2. An apparatus as claimed in claim 1 , wherein the different zones of the extruder are defined by changes in the root diameter of the at least one screw.

3. An apparatus as claimed in claim 2, wherein the at least one screw has a substantially constant root diameter in said the feed zone and an increasing root diameter in the compression zone to increase the pressure of the mixture of material and water therein.

4. An apparatus as claimed in claim 3, wherein the root diameter of the at least one screw remains substantially constant in the reaction zone.

5. An apparatus as claimed in claim 2 or claim 3, wherein the root diameter of the at least one screw has a reducing root diameter and/or increasing flight spacing in the heating zone to account for thermal expansion of the mixture.

6. An apparatus as claimed in any preceding claim, wherein a mixing zone is defined in the extruder barrel between the feed zone and compression zone wherein the material to be treated and the water is mixed.

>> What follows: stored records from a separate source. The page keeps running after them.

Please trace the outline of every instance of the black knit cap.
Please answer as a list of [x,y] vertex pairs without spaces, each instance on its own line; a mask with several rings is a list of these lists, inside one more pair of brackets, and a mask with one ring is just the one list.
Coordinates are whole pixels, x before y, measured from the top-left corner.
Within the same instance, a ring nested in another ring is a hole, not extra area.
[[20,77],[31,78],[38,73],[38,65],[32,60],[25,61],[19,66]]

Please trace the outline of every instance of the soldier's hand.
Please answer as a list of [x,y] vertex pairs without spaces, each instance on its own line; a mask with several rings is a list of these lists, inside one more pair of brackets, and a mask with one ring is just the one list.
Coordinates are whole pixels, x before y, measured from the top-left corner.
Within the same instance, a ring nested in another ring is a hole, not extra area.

7. An apparatus as claimed in any preceding claim, further comprising cooling means for cooling the compression zone of the extrusion barrel, thereby preventing phase change of the water during compression.

8. An apparatus as claimed in any preceding claim, wherein the extrusion barrel has a substantially constant internal diameter in each of said feed, compression, heating and reaction zones.

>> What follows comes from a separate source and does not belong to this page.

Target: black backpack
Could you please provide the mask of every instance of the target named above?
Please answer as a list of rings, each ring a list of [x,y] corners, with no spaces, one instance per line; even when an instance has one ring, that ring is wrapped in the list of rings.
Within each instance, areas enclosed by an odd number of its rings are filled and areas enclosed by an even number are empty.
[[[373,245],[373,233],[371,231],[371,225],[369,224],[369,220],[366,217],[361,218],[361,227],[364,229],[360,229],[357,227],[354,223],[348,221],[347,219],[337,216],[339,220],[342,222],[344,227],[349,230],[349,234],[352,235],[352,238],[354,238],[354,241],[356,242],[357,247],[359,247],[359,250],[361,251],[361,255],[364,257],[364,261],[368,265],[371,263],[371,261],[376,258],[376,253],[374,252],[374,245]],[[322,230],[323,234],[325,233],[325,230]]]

9. An apparatus as claimed in any preceding claim, wherein the mixture is compressed to a pressure of at least 217.7 atmospheres in the compression zone.

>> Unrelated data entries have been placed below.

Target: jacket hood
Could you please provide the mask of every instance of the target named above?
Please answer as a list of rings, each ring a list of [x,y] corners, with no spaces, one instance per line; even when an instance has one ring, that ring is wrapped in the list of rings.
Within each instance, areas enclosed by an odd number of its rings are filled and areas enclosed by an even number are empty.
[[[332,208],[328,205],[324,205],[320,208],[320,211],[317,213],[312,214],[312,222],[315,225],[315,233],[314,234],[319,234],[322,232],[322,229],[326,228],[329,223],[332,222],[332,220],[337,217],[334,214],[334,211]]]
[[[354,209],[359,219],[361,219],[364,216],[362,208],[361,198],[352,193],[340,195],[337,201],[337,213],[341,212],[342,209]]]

10. An apparatus as claimed in any preceding claim, wherein the heating means is arranged to heat the mixture to a temperature of at least 374.4° C in the heating zone of the extrusion barrel.

1 1 . An apparatus as claimed in claim 10, wherein the heating means is arranged to heat the reaction zone of the extrusion barrel to maintain the temperature of the material in therein.

12. An apparatus as claimed in any preceding claim, wherein the speed of the drive means and the pitch and/or root diameter of the screw in the reaction zone are selected such that the mixture remains in the reaction zone for at least 10 second before leaving the extruder.

13. A method for carrying out super critical water oxidation of a material in an extrusion process comprising the steps of feeding material to be treated into a feed zone of an the extrusion barrel having at least one extrusion screw driven to rotate therein, adding water to the material in or adjacent the feed zone at substantially ambient pressure, compressing the mixture of material and water to supercritical pressure in a compression zone and heating the mixture to supercritical temperature in a compression zone of the extrusion barrel and passing the mixture of material and water under supercritical conditions through a reaction zone of the extrusion barrel wherein supercritical water oxidation of the material takes place, before exhausting the material via an discharge port of the extrusion barrel.

14. A method as claimed in claim 13, wherein the different zones of the extruder are defined by changes in the root diameter of the at least one screw within the extrusion barrel.

15. A method as claimed in claim 13 or claim 14, comprising increasing the pressure of the mixture of material and water to a pressure of at least 217.7 atmospheres in the compression zone.

16. A method as claimed in any of claims 13 to 15, comprising heating the mixture to a temperature of at least 374.4° C in the heating zone.

17. A method as claimed in any of claims 13 to 16, comprising maintaining the material in the reaction zone for at least ten seconds.